Agência: Como você vê a atuação do Conselho Municipal de Juventude de BH?

Roberto: Eu não participo efetivamente do Conselho. Não sou conselheiro; participei apenas da sua reestruturação, há dois anos. Mas vejo que o Conselho Municipal é um espaço novo, que está começando e que ainda vai ter que caminhar muito para conseguir ter credibilidade e ser ouvido pelo poder público. O espaço não é dado, ele é conquistado paulatinamente. Algumas pessoas que participam do conselho têm pouca vivência na questão da política participativa, são jovens que estão começando agora... É um conselho novo, que foi eleito recentemente e chegou a ter um momento de interrupção. A política para juventude de Belo Horizonte não passa pelo conselho para ser implementada. Ele ainda não é um espaço de deliberação – como se propõe a ser.

Agência: Você vem do movimento Hip Hop, que tem uma fundamentação política, vai além da expressão artística. Como você vê a relação entre o movimento Hip Hop e o engajamento político da juventude?

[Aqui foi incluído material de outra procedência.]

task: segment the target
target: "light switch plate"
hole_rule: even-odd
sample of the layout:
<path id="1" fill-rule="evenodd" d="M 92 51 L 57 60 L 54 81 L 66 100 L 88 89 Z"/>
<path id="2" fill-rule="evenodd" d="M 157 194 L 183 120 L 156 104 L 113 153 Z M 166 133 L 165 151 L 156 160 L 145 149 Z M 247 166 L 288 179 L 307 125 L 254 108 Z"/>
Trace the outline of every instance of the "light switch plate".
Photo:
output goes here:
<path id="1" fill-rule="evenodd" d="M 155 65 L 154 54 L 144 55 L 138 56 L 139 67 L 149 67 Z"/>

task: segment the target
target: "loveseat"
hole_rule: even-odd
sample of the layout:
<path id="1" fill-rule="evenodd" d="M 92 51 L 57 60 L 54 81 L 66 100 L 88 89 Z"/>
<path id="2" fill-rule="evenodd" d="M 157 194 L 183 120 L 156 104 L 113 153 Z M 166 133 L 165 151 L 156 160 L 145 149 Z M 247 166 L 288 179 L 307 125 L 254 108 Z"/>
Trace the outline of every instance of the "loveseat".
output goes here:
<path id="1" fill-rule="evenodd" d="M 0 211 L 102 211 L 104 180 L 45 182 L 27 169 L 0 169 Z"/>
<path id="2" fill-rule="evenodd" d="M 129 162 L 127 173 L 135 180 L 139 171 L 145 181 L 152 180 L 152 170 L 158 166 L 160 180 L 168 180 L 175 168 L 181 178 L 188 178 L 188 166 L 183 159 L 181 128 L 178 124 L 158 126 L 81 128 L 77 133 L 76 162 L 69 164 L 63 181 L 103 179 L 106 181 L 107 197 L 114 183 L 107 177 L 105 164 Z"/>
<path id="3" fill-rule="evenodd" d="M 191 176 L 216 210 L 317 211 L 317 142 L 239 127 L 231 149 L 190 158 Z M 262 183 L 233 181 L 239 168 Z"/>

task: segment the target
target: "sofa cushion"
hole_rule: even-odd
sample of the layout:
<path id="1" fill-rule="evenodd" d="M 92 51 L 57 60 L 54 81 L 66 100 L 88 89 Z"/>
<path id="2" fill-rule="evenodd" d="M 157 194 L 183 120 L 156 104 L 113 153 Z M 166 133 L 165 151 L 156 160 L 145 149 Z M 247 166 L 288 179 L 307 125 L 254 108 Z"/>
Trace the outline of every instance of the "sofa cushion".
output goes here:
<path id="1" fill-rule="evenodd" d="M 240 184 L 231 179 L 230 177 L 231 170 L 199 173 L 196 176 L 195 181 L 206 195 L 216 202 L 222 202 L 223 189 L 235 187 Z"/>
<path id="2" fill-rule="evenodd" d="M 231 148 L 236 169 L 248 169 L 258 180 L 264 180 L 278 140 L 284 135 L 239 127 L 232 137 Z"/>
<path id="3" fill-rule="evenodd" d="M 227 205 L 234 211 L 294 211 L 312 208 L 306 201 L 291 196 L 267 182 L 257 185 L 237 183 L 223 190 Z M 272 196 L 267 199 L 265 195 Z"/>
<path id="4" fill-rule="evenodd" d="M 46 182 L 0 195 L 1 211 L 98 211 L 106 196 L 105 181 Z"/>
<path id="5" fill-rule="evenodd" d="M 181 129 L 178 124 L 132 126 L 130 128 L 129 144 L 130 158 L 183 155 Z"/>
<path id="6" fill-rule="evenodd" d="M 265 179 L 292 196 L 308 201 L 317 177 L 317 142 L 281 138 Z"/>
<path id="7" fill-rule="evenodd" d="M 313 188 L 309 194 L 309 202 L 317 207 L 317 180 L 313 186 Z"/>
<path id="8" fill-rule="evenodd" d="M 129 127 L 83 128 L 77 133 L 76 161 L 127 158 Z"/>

Roberto: No movimento Hip Hop, a grande maioria do pessoal só fala. Eles têm um discurso inflamado, mas que só fica na teoria; é um discurso vazio. A maioria da galera do Hip Hop não participa das atividades políticas da cidade, nem das conferências, nem do Conselho de Juventude. É um grupo muito reduzido de pessoas do movimento que participa da ação política. O pessoal não participa nem das discussões de políticas culturais, que são mais próximas deles. Eles só querem cantar. Muitos acham que a política pública é só um microfone e um palco. Eu tenho que fazer essa auto-crítica: o movimento Hip Hop é disperso da coisa pública da cidade. A galera não acompanha, não faz mobilização, não se movimenta para conseguir algo pelo bem da coletividade. Quando eles procuram o poder público é para projetos individuais setorizados, para coisas pessoais, do grupo. Nada é para o coletivo. Temos que descartar isso, que tirar esse mito de que o Hip Hop é um movimento que faz uma discussão política. É feita, sim, uma discussão interna, nas letras, nas músicas, no conteúdo artístico, mas limita-se a isso.

Agência: E em que medida você considera importante a politização da expressão artística do Hip Hop?

Roberto: A expressão artística do movimento Hip Hop é muito importante, politicamente falando! Mas ela sozinha não dá conta de pautar o poder público com as nossas demandas. O cara pode fazer uma boa letra, um bom grafite, pode dançar muito bem, mas só isso não sensibiliza o poder público para que ele seja demandado em relação aos problemas da galera.

A galera não quer só palco e microfone. Eles precisam e têm direito a muito mais. Temos experiências de atividades como o Hip Hop in Concert, que está acontecendo em Belo Horizonte e que oferece palco, som de qualidade e uma estrutura boa. Mas tem muito grupo que falha por outras questões, como não saber passar o som, não ter uma técnica artística qualificada para trabalhar com aquela estrutura. É preciso um aprimoramento. Quando a pessoa se propõe a ser um artista, é preciso se profissionalizar naquilo. Eu acho que o poder público, em relação ao movimento Hip Hop, poderia oferecer oportunidades para a galera se profissionalizar. Em outras cidades – dos estados de São Paulo e Rio Grande do Sul, por exemplo –, o Hip Hop cresceu muito, e isso tem a ver com o fato de que o poder público apoiou muito oferecendo oficinas, cursos de capacitação técnica...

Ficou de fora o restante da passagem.